As is often the case for me, Christmas shopping has given me the chance to look at all sorts of gadgets. (No, I’m not sure who to buy them for, but that isn’t the point.) The wealth of touch-based devices like the iPad, the Kindle Fire, the Galaxy Tab, and phones of all sorts is either incredibly exciting or amazingly confusing. Touch-based interfaces have moved well beyond the devices they started on and are showing up pretty much everywhere. Even my car (a Nissan Leaf) uses a touch interface. When I use a device with a screen, like my camera, and can’t touch the screen, it just feels wrong.

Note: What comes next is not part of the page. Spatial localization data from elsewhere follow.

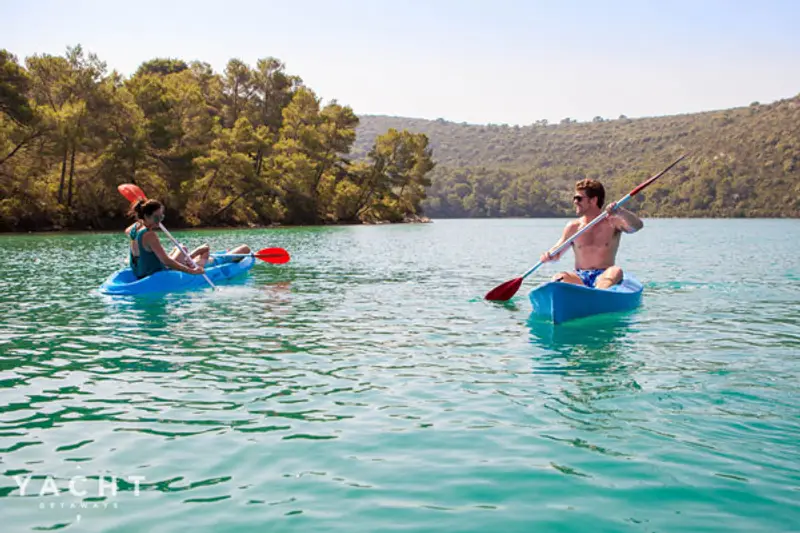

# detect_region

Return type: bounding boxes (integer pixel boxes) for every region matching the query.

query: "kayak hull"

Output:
[529,273,643,324]
[99,255,255,295]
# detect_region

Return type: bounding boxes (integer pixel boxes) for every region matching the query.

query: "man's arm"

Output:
[540,220,580,262]
[607,203,643,233]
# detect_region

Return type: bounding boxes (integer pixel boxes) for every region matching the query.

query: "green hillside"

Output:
[355,95,800,218]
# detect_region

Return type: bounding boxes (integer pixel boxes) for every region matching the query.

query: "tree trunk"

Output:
[67,142,77,207]
[232,79,239,124]
[353,170,381,220]
[57,143,68,204]
[0,130,41,168]
[254,148,263,176]
[313,150,333,191]
[131,152,137,183]
[213,190,248,219]
[201,168,220,202]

The power of computing devices like the iPad and other tablets is bringing touch into what we traditionally think of as the PC marketplace. The debut next year of Windows 8 with its touch-based Metro user interface will add another serious player to the mix. Touch will be in your desktop and notebook future. (Which for me means a steady supply of cloths for wiping screens will be a necessity, but that’s another story.) I think that touch will be the dominant interface—surpassing the mouse—in the near future.
When I see that kind of shift in the marketplace, and the resulting product diversity, my background makes me think that such an area is ripe for some good tools to compare the products. What do you think? Do we need a new generation of touch-based benchmarks for Metro? For other touch-based platforms?